Wir fahren vom Hafen zum Hotel, wo wir unsere Koffer einsammeln und dann direkt weiter zum Flughafen. Wir checken ein und laufen gemeinsam durch den leeren Flughafen zum Gate, als eine Durchsage kommt, dass unser Flug sich um eine Stunde verspätet. Da wir extra frühzeitig zum Flughafen gefahren sind, haben wir jetzt noch fast zwei Stunden bis wir tatsächlich fliegen.
Die Jungs entschließen was essen zu gehen, aber ich habe keinen Hunger. Es ist mittlerweile später Abend und ich bin einfach nur müde und erschöpft.
Walid besteht darauf bei mir zu bleiben, obwohl ich ihm versichere, dass er ruhig mitgehen kann.
Wir sitzen auf den typischen Flughafenbänken und ich lege meine Beine quer über die Sitze. Ich lege meinen Kopf gegen Walids harte Brust. Er streichelt zärtlich meinen Kopf und meine Augen werden immer schwerer. Irgendwann schiebt er meinen Kopf behutsam auf seinen Schoß und legt seine Jacke über mich.
"Lilli.. Lilli, aufstehen. Wir haben Boarding", weckt mich Walids sanfte Stimme und er rüttelt leicht an meiner Schulter.
Langsam richte ich mich auf und schaue mich verschlafen um.
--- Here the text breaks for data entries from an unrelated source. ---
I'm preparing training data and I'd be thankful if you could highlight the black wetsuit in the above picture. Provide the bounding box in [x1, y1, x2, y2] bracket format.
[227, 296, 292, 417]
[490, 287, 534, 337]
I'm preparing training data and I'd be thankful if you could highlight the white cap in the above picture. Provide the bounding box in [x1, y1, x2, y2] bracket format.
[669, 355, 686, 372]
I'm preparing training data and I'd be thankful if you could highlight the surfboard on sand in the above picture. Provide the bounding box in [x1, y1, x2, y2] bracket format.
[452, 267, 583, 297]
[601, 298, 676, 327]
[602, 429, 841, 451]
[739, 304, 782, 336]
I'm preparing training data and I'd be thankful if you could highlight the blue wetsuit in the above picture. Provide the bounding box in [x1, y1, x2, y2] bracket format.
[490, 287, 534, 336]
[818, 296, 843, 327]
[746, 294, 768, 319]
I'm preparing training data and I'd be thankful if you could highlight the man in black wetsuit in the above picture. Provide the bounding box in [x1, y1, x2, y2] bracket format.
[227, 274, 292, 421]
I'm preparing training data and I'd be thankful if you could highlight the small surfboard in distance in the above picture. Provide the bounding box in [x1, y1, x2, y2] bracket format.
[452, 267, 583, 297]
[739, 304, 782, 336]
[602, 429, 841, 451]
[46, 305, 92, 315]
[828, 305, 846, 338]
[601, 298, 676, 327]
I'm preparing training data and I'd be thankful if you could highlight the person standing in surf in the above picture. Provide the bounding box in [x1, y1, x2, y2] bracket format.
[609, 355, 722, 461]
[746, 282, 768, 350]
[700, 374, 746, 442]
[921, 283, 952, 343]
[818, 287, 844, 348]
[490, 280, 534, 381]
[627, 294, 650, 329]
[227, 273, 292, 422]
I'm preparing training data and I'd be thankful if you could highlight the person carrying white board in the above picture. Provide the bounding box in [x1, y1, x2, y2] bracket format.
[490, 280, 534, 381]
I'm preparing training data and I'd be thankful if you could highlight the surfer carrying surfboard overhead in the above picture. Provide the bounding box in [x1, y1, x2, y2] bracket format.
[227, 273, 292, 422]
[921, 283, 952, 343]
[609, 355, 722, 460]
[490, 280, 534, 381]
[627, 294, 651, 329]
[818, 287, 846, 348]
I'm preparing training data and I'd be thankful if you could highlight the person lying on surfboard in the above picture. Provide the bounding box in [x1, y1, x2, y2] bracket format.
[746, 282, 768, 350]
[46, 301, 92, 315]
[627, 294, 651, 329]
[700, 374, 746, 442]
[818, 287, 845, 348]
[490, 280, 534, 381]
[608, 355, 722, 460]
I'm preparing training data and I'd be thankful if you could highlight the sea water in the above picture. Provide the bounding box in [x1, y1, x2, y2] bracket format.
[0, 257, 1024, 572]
Abbas, Shayan, Zeyd und Younes stehen um uns herum und warten auf uns.
Walids Jacke rutscht von meinen Beinen als ich aufstehe weshalb er sie mir um meine Schultern hängt.
Er hat seine schwarzen Beats Kopfhörer von den Ohren geschoben, so dass sie um seinen Hals hingen.
Beim Einsteigen sagt Abbas plötzlich: "Shotgun, ich sitze am Fenster und ich will Lilli neben mir haben, die nimmt am wenigsten Platz weg. Erstrecht wenn sie sich an Walid lehnt."
In der Reihe hinter uns sitzen Zeyd, Shayan und Younes. Es ist bereits stockdunkel, als das Flugzeug abhebt. Ich beuge mich zu Abbas, lehne meinen Kopf an ihn und schaue aus dem Fenster. Die Startbahn und auch die Stadt unter uns sind hell erleuchtet.
Dann lehne ich mich wieder zu Walid. Ich nehme seine Hand und lege meinen Kopf an seine Schulter. Er hat seine Kopfhörer wieder aufgezogen und hört Musik. Der Flug dauert nicht lange und die Zeit vergeht schnell.
Am Flughafen in München angekommen holen Zeyd und Abbas je einen Kofferwagen. Nach und nach kommen die Jungs mit den Koffern, und als der eine Kofferwagen voll ist, setze ich mich einfach im Schneidersitz auf den Kofferturm. Ich bin total geschafft, friere und will nur noch ins Bett.
Walid bedankt sich bei allen für den schönen Trip und verabschiedet sich von mir, da Zeyds Wagen woanders steht als meiner.
Abbas schiebt mich auf dem Kofferwagen zu meinem Auto. Ich schmeiße ihm kommentarlos meinen Autoschlüssel zu und setze mich auf die Rückbank.
Wir fahren noch Younes zu sich und dann nachhause. Tot müde aber unendlich glücklich schleppe ich mich nach oben und krieche in mein Bett, wo ich sofort einschlafe.